Figure 4. Oxidative bisulfite sequencing of 5mC and 5hmC. By oxidising 5hmC to 5fC followed by bisulfite treatment, C and 5hmC are read as T while 5mC is read as C. Without oxidation mC and 5hmC are read as C following bisulfite treatment, thus 5mC can be determined by subtraction (see Booth et al., Nat Protoc. 2013; 8: 1841).
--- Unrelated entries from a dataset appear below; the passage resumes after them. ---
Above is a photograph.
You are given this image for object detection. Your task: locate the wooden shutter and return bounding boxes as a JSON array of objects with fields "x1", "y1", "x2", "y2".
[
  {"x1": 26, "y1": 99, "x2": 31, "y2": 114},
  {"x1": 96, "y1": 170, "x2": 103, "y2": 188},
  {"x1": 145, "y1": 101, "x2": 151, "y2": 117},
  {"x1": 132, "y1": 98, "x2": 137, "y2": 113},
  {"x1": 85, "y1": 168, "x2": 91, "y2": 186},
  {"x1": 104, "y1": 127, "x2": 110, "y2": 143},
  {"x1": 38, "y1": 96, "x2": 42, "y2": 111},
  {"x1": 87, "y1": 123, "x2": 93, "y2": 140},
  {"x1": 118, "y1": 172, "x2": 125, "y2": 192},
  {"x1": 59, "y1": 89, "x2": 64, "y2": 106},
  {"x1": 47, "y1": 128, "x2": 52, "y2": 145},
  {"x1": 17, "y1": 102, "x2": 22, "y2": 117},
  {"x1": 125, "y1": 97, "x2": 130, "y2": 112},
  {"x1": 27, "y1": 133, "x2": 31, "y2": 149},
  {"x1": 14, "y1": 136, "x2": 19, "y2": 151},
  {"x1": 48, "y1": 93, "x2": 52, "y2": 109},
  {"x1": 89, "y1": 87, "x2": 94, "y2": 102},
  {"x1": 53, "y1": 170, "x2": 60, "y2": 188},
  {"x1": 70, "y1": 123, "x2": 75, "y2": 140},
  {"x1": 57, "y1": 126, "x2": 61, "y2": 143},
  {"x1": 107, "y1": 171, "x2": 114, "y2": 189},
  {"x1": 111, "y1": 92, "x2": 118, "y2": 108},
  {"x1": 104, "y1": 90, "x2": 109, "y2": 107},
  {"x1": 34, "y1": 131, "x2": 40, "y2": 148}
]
As cancer cells have abnormal gene expression profiles, transcription factors represent an attractive target for intervention. We are exploring if transcription factors can be targeted by small molecules. Historically, successful drug design for such proteins has been limited as their surfaces tend to be hydrophobic and unremarkable, providing few druggable regions. However, as direct DNA-protein contacts are made when DNA binding domains (DBDs) associate with DNA, small molecules that disrupt this interaction may be promising. We now have proof-of-concept of this concept for FOXM1, a master cell cycle regulator implicated in oncogenesis. We have shown that the natural product thiostrepton binds to the FOXM1 DBD causing the genome-wide dissociation of the transcription factor from DNA in breast cancer cells. We have also found that the estrogen receptor (ERα) and FOXM1 bind simultaneously at genomic sites and that FOXM1 regulates ERα transcriptional activity through the co-activator, CARM1. Furthermore, FOXM1 inhibition using thiostrepton has uncovered of a set of FOXM1-regulated genes that correlate with patient outcome in clinical breast cancers. This demonstrates the potential druggability of an important regulatory mechanism and paves the way for the design of more potent and selective agents that target FOXM1 and other transcription factors.